Mas essa experiência militar, auxiliada por armamento estrangeiro – muito dele dos EUA, que auxiliam também o esforço de guerra com informações – não garantiu uma vitória à coligação árabe que bombardeia impiedosamente alvos civis e huthis, que negam serem apoiados pelo Irão e apresentam-se como resistentes a uma invasão estrangeira. Nem impediu que a guerra no Iémen se transformasse numa catástrofe humanitária, como atestam os números e os alertas lançados pelas Nações Unidas e pelas organizações humanitárias.

Num país que antes da guerra importava já 90% de tudo o que consumia, os bombardeamentos da coligação árabe têm destruído todas as infra-estruturas do país. A epidemia de cólera, que atingiu enormes dimensões – prevê-se que um milhão de pessoas estejam infectadas até ao final do ano – tem a ver com a incapacidade de reparar os esgotos, danificados pelas bombas durante a estação da chuva, e a incapacidade em garantir que os cidadãos tenham acesso a água potável.

“A intervenção no Iémen tem sido um desastre. Há muito que se tornou claro que falhou. A coligação entre a Arábia Saudita e os Emirados Árabes Unidos produziu um bloqueio implacável e uma campanha de bombardeamentos sem um horizonte político significativo ou uma teoria de vitória evidente”, escreveu o analista Marc Lynch, do Centro Carnegie para o Médio Oriente.

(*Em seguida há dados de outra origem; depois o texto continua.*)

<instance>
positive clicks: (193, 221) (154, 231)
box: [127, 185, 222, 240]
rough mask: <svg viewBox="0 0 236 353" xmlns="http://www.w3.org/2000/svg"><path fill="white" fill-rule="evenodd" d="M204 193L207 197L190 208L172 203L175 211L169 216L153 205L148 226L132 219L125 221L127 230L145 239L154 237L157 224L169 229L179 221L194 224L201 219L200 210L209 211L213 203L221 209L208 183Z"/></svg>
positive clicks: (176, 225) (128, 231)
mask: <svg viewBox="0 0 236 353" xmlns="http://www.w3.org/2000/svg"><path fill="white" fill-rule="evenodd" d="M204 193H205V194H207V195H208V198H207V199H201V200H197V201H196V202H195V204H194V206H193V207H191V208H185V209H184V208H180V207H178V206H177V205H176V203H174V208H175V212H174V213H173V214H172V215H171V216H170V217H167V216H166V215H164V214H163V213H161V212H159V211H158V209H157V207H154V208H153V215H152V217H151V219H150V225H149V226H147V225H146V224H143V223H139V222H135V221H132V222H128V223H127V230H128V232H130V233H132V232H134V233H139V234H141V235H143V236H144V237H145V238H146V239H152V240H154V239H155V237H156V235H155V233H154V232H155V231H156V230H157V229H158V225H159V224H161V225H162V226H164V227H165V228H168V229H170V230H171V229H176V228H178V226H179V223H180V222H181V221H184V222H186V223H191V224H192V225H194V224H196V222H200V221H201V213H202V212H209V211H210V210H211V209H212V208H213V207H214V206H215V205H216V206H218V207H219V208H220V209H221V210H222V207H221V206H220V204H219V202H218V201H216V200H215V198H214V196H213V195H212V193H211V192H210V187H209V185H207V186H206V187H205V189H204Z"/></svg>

Após mais de dois anos de guerra e numerosos massacres – o último foi na semana passada, um bombardeamento de um mercado –, contabilizam-se dez mil mortos, 40 mil mortos e milhões de deslocados. Os revoltosos huthis continuam a controlar a capital, Sanaa, impedindo o regresso do Presidente Hadi, que continua na Arábia Saudita.

Nova partição

Mas a posição de Hadi terá mudado: estará agora em prisão domiciliária, tal como o primeiro-ministro libanês, Saad Hariri, que pediu demissão no sábado num discurso pouco convincente, feito a partir de Riad, de onde não regressou a Beirute.

A notícia foi avançada por vários media, incluindo a Associated Press e a Al-Jazira: Hadi, a sua família, ministros e militares estarão a ser impedidos, já há meses, de ir ao Iémen, nomeadamente à cidade de Aden, no Sul, que a coligação diz ter conseguido libertar – embora seja palco de atentados e tiroteios.

Divergências entre os Emirados Árabes Unidos e a Arábia Saudita sobre o que fazer relativamente ao Iémen estariam por trás desta reviravolta, diz a Al-Jazira. Os sauditas querem pôr fim à aventura e os Emirados defendem uma nova partição do país, em que ficariam a controlar o Sul.

No terreno, milícias com interesses próprios, ligadas aos Emirados, ou que dizem estar relacionadas com Hadi (mas só o estão no nome), perseguem as suas próprias conveniências.

A guerra no Iémen, lançada pelos dois príncipes herdeiros, ganhou uma dinâmica própria, que eles próprios dificilmente controlarão.